Configure an existing host to be a guarded host
To configure an existing Hyper-V host managed by VMM to be a guarded host, complete the following steps:
Place the host in maintenance mode.
In All Hosts, right-click the host > Properties > Host Guardian Service.
Select to enable the Host Guardian Hyper-V Support feature and configure the host.
Note
- The global attestation and key protection server URLs will be set on the host.
- If you modify these URLs outside the VMM console, you need to update them in VMM too. If you don't, VMM won't place shielded VMs on the host until the URLs match again. You can also uncheck and re-check the Enable box to reconfigure the host with the URLs configured in VMM.
If you're using VMM to manage code integrity policies, you can enable the second checkbox and select the appropriate policy for the system.
Select OK to update the host's configuration.
Take the host out of the maintenance mode.
VMM checks that the host passes attestation when you add it and every time the host status is refreshed. VMM only deploys and migrates shielded VMs on hosts that have passed attestation. You can check the attestation status of a host in Properties > Status > HGS Client Overall.
Enable guarded hosts on a VMM cloud
Enable a cloud to support guarded hosts:
- In the VMM console, select VMs and Services > Clouds. Right-click the cloud name > Properties.
- In General > Shielded VM support, select Supported on this private cloud.
Manage and deploy code integrity policies with VMM
In guarded fabrics configured to use TPM attestation, each host must be configured with a code integrity policy that is trusted by the Host Guardian Service. To ease the management of code integrity policies, you can optionally use VMM to deploy new or updated policies to your guarded hosts.

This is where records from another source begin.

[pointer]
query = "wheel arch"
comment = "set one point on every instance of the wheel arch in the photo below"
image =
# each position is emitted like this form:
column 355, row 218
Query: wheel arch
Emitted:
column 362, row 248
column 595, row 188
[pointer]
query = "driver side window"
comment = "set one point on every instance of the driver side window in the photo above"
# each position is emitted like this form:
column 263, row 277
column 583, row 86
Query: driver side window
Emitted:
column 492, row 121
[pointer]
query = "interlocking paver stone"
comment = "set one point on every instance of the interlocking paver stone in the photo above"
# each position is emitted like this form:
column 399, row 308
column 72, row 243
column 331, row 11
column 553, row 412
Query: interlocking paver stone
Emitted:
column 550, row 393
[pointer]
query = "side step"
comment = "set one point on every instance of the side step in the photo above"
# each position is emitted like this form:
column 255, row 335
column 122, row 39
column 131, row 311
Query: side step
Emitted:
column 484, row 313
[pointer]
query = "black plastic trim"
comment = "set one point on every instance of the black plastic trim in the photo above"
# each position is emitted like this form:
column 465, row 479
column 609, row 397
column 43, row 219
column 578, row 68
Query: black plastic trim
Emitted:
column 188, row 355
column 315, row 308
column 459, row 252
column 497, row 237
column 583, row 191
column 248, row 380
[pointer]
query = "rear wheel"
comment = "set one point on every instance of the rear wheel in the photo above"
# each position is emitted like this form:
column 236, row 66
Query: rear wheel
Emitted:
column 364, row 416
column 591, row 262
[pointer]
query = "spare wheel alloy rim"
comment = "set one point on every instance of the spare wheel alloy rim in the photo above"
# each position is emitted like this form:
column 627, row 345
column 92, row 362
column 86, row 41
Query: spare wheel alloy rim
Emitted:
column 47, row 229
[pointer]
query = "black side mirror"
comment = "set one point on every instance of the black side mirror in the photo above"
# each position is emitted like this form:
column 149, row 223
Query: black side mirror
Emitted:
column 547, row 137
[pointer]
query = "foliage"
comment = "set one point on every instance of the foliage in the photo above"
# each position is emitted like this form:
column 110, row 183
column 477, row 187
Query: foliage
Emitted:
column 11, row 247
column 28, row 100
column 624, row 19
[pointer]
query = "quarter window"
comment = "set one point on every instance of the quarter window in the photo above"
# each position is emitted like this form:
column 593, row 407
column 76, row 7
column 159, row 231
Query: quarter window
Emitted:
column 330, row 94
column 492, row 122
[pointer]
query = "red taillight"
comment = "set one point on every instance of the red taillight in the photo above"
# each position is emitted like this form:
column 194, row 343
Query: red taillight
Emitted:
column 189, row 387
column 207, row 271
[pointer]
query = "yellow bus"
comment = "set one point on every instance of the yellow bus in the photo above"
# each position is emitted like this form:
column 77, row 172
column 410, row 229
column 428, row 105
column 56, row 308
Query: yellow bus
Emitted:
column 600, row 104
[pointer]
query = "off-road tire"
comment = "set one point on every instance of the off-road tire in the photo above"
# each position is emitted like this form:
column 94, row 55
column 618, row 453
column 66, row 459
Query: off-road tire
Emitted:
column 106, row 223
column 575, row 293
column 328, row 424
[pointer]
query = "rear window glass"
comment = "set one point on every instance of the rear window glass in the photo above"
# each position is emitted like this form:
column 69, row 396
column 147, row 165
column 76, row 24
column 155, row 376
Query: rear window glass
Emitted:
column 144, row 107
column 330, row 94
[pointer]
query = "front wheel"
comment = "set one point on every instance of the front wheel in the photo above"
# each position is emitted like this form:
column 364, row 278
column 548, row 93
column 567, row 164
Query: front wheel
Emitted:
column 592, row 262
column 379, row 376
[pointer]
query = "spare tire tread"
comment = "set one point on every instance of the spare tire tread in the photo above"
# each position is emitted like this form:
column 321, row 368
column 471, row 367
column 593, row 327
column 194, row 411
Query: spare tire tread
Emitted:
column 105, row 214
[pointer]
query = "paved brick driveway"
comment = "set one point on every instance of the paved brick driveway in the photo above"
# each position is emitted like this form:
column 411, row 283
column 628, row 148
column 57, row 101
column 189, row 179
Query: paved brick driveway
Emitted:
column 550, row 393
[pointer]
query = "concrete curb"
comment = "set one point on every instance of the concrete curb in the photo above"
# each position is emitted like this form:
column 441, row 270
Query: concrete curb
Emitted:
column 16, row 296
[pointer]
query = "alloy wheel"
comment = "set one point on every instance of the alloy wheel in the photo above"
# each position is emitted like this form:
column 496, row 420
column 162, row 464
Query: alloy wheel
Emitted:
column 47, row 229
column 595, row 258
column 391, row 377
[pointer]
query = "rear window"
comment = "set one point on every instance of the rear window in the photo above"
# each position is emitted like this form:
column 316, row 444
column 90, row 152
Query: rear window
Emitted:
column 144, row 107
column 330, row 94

To deploy a code integrity policy to a guarded host managed by VMM, complete the following steps:
- Create a code integrity policy for each reference host in your environment. You need a different CI policy for each unique hardware and software configuration of your guarded hosts.
- Store the CI policies in a secure file share. The computer accounts for each guarded host require read access to the share. Only trusted administrators should have write access.

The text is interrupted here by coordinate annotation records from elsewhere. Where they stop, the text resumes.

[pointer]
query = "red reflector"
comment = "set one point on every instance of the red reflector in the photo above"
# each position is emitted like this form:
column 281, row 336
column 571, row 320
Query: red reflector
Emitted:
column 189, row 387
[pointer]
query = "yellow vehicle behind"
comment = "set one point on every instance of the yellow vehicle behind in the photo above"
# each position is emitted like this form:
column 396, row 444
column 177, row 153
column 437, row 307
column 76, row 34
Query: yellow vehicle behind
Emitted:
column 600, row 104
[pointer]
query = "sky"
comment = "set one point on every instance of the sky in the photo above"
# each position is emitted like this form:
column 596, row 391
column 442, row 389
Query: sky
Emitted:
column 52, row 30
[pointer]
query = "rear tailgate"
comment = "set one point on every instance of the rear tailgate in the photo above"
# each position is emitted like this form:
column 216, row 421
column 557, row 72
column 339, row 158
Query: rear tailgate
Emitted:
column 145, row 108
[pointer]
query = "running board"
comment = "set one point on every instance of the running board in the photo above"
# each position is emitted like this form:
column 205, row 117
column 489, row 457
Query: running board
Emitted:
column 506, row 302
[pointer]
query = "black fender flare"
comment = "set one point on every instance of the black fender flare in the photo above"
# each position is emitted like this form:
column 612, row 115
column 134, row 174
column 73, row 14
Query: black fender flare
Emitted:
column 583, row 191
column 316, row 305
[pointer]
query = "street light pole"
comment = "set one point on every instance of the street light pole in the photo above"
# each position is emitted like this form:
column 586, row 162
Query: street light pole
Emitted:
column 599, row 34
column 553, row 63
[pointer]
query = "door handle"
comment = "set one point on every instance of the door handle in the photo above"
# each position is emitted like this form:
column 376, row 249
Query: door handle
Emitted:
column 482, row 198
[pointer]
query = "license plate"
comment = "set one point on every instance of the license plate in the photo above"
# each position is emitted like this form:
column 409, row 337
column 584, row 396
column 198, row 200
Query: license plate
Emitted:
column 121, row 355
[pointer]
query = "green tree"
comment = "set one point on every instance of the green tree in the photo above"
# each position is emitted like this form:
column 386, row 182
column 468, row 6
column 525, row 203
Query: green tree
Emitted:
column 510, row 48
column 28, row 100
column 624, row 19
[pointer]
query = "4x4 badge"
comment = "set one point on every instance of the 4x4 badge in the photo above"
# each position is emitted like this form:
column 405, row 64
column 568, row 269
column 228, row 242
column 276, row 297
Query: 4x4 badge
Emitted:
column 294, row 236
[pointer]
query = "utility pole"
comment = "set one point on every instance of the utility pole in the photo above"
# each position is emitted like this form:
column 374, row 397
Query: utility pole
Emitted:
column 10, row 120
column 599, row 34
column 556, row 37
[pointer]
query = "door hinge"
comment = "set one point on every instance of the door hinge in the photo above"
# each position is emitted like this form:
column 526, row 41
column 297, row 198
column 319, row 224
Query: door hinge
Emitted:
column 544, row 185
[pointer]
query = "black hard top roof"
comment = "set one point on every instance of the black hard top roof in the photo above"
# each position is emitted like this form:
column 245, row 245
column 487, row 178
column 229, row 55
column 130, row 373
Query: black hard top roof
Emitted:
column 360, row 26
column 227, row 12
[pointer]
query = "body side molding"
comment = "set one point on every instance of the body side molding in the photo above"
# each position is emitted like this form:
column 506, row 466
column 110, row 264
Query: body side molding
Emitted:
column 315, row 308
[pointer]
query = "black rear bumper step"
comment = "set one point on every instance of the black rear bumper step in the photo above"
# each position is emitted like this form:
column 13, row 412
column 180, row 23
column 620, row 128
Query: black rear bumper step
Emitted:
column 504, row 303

- In the VMM console, select Settings > Host Guardian Service Settings.
- Under the Code Integrity Policies section, select Add and specify a friendly name and the path to a CI policy. Repeat this step for each unique CI policy. Ensure to name your policies in a manner that will help you identify which policy should be applied to which hosts.

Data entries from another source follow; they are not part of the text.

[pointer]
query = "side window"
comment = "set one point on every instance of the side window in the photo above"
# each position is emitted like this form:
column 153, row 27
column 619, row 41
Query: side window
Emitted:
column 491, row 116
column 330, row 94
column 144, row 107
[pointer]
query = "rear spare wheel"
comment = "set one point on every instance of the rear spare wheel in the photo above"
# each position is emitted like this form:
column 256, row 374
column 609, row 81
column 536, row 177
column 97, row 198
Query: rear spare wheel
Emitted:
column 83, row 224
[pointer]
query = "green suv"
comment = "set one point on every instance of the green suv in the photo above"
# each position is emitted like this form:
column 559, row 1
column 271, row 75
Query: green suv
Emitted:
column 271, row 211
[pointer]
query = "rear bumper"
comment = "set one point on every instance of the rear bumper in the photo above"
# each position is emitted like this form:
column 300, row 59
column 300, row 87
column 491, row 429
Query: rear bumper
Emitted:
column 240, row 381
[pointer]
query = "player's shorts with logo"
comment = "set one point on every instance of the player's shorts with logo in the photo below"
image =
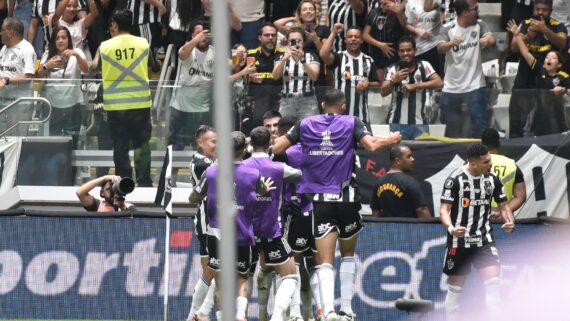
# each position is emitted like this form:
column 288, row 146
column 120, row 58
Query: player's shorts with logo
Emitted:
column 299, row 233
column 342, row 216
column 244, row 256
column 275, row 251
column 458, row 260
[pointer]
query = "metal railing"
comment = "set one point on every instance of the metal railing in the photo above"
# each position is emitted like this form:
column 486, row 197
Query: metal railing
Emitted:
column 26, row 122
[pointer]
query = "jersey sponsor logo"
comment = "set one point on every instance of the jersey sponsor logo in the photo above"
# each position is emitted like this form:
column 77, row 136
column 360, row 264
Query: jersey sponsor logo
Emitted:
column 469, row 202
column 214, row 262
column 324, row 227
column 390, row 187
column 301, row 241
column 326, row 138
column 450, row 264
column 273, row 255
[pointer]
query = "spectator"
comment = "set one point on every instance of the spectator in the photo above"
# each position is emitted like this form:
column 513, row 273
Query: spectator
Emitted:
column 426, row 26
column 306, row 16
column 348, row 13
column 397, row 194
column 353, row 71
column 17, row 58
column 263, row 89
column 385, row 25
column 124, row 60
column 271, row 121
column 541, row 34
column 240, row 80
column 299, row 69
column 251, row 13
column 67, row 16
column 146, row 24
column 407, row 81
column 62, row 66
column 464, row 82
column 506, row 170
column 547, row 113
column 110, row 202
column 42, row 10
column 191, row 100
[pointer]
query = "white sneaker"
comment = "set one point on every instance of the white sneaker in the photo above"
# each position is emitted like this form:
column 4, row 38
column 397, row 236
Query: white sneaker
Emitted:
column 332, row 316
column 345, row 317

- Select Finish to save the configuration.
Now, for each guarded host, complete the following steps to apply a code integrity policy:
Place the host in maintenance mode.
In All Hosts, right-click the host > Properties > Host Guardian Service.
Select to enable the option to configure the host with a code integrity policy. Then select the appropriate policy for the system.
Select OK to apply the configuration change. The host can restart to apply the new policy.
Take the host out of maintenance mode.
Warning
Ensure that you select the correct code integrity policy for the host. If an incompatible policy is applied to the host, some applications, drivers, or operating system components may no longer work.
If you update the code integrity policy in the file share and wish to also update the guarded hosts, you can do so by completing the following steps:
- Place the host in maintenance mode.
- In All Hosts, right-click the host > Apply Latest Code Integrity Policy.
- Take the host out of maintenance mode.